TOKYO -- Fifty-two percent of respondents to a Mainichi Shimbun opinion survey are against continuing land reclamation work for the construction of a military base off the Henoko district of Nago, Okinawa Prefecture, to replace U.S. Marine Corps Air Station Futenma in the southernmost prefecture, far surpassing the 29 percent who supported the move.

The nationwide poll, conducted on March 16 and 17, came as the government pushes forward with work to transfer the Futenma airstrip in Ginowan to the south, even after a prefecture-wide referendum on Feb. 24 found more than 70 percent of voters opposed the relocation.

Meanwhile, when asked their thoughts on if a U.S. military base in Okinawa Prefecture was to be transferred to an area where the pollees live, 62 percent said they would oppose such a move, well over the 21 percent who said they would accept it. Seventeen percent did not give any response to the question.

Among respondents who objected to the continuation of land reclamation work off Henoko, 84 percent did not want to see a U.S. military base moved to their own communities, while 10 percent approved such a base relocation.

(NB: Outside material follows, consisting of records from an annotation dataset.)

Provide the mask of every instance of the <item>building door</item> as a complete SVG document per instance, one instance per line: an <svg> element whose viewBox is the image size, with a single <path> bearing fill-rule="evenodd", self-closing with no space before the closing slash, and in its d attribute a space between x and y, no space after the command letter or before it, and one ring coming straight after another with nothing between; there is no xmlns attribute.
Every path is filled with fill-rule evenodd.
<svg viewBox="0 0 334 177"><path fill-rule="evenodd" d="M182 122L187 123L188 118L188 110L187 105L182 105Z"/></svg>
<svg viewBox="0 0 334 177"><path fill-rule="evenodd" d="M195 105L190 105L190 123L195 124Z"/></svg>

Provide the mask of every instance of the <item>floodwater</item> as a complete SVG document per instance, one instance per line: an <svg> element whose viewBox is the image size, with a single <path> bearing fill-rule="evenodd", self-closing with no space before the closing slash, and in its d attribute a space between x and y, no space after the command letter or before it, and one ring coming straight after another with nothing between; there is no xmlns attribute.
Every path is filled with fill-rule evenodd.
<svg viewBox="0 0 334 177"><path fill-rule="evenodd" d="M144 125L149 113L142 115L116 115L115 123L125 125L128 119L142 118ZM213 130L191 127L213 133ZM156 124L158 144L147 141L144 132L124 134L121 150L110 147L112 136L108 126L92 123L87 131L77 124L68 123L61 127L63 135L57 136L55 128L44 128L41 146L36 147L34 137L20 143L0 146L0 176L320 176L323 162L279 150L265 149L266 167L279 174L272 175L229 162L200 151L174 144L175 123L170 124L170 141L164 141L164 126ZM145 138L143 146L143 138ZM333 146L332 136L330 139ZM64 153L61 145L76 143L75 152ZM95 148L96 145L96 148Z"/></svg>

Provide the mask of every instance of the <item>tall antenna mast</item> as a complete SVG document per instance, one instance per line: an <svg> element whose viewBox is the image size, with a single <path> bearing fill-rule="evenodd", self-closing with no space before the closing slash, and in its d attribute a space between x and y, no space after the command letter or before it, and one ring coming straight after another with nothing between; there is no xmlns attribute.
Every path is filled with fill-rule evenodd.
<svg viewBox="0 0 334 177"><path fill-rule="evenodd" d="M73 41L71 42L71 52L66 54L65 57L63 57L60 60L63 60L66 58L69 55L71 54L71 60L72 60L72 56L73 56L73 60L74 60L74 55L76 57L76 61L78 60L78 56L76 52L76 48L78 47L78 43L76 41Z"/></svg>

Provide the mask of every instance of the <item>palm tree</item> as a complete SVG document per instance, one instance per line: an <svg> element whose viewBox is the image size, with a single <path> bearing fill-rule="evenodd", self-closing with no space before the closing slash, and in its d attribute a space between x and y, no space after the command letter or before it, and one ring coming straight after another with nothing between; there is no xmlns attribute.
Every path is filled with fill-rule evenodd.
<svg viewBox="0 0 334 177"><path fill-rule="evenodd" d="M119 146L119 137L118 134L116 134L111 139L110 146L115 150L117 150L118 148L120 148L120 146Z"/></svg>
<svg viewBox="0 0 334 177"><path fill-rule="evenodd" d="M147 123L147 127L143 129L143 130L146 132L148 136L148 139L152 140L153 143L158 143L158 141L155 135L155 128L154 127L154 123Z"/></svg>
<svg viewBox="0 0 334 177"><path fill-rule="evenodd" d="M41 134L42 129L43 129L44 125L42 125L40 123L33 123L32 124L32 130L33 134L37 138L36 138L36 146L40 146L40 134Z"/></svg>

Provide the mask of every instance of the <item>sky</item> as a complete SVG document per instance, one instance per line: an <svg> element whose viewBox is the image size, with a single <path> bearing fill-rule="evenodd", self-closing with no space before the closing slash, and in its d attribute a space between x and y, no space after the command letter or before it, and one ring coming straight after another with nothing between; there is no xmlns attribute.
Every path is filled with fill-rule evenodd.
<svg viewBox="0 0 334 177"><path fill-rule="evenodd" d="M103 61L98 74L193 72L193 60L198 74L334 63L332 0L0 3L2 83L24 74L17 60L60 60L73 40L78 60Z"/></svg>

On the other hand, among respondents in favor of proceeding with the landfill work, 52 percent approved a base transfer to their region, while 42 percent disapproved.

The poll also queried about the Ministry of Health, Labor and Welfare's statistics irregularities in the Monthly Labor Survey, which resulted in tens of millions of people being shortchanged by tens of billions of yen in work-related benefits. While the ministry's special inspection commission concluded in its reinvestigation report into the scandal that the ministry provided false explanations but that there was no systematic cover-up of the irregularities, 70 percent of pollees said they were unconvinced by the conclusion. Only 13 percent said they were won over by such explanations.

Even among supporters of the Cabinet of Prime Minister Shinzo Abe, 56 percent answered that they were unconvinced by the panel's report.

The approval rating for the Abe Cabinet slightly climbed to 39 percent, up 1 percentage point from the previous survey conducted in February, while the disapproval rating rose 2 points to 41 percent.